Pitfalls of neglecting early regulatory input
If you were to ask any seasoned regulatory professional in the industry you’d find that regulations have become more, not less complex; regulatory change is more, not less frequent; and regulatory compliance, especially for global companies, has become more challenging and costly. Below are some hypothetical examples of common misses due to lack of appropriate and timely regulatory input.
Example 1: A supplier claims their ingredient meets the definition of “natural flavor” but does not disclose that it is actually meeting the legal definition of “natural flavor” in the US only. Product Development spends 18 months of time and resources to develop a product with an optimized sensory profile, anticipating a global launch. A month prior to the launch date the company learns that the flavor cannot be labelled as “natural” in markets outside of the US. As a result, they must reformulate and find an alternative flavor.
Example 2: In 2009 CODEX adopted a fiber definition related to physiological benefit. Yet most fiber-suppliers ignored this important standard. Then, in 2017, after the US FDA issued guidance on a fiber definition similar to that from CODEX, suppliers and manufacturers scrambled to comply. This resulted in extra work and fiber-product reformulation out of fear that the old fiber ingredients would not be able to meet the new definition.
Example 3: A company developed a product with added anhydrous caffeine for the US with the intention to expand it to new markets. However, use of synthetic caffeine as a food ingredient is not allowed in some countries. Now the product will have to be redesigned using a natural source of caffeine, like green tea extract, which will affect the final product cost and require a new sourcing strategy.

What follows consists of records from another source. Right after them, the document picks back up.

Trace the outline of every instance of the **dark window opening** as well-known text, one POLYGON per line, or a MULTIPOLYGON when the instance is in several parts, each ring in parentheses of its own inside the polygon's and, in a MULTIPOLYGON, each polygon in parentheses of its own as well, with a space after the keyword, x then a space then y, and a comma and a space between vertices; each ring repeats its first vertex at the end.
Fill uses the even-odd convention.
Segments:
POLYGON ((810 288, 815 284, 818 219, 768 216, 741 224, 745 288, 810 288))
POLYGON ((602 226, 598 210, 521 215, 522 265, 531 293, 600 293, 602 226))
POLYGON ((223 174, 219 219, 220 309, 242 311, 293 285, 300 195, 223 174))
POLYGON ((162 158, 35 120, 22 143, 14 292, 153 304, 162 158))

Example 4: Your product contains corn starch from GMO-corn. Although starch is highly processed and contains minimal residual GMO levels, this product will need to disclose GMO-contents in labelling in some markets, which may turn away certain consumers.
Speed to market advantages
Having an innovation culture that views the regulatory function as an inherently collaborative enterprise and that recognizes the need for early partnership would improve innovation speed-to-market, reduce waste of resources and support sustainable business growth. Understandably, innovation in the industry setting has multiple objectives, like “finding IP space” or “new growth opportunities”, but everyone can agree that the core business value of innovation is identifying new products that can be successfully commercialized. Companies that are truly invested in innovation will involve the right regulatory expertise from the start.
Early partnership with knowledgeable and open-minded regulatory professionals who are passionate for your business is a critical factor that enables innovation rather than stifling it. They will help you to navigate through regulatory maze and guide your innovation to reduce waste of resources and enable quick market access.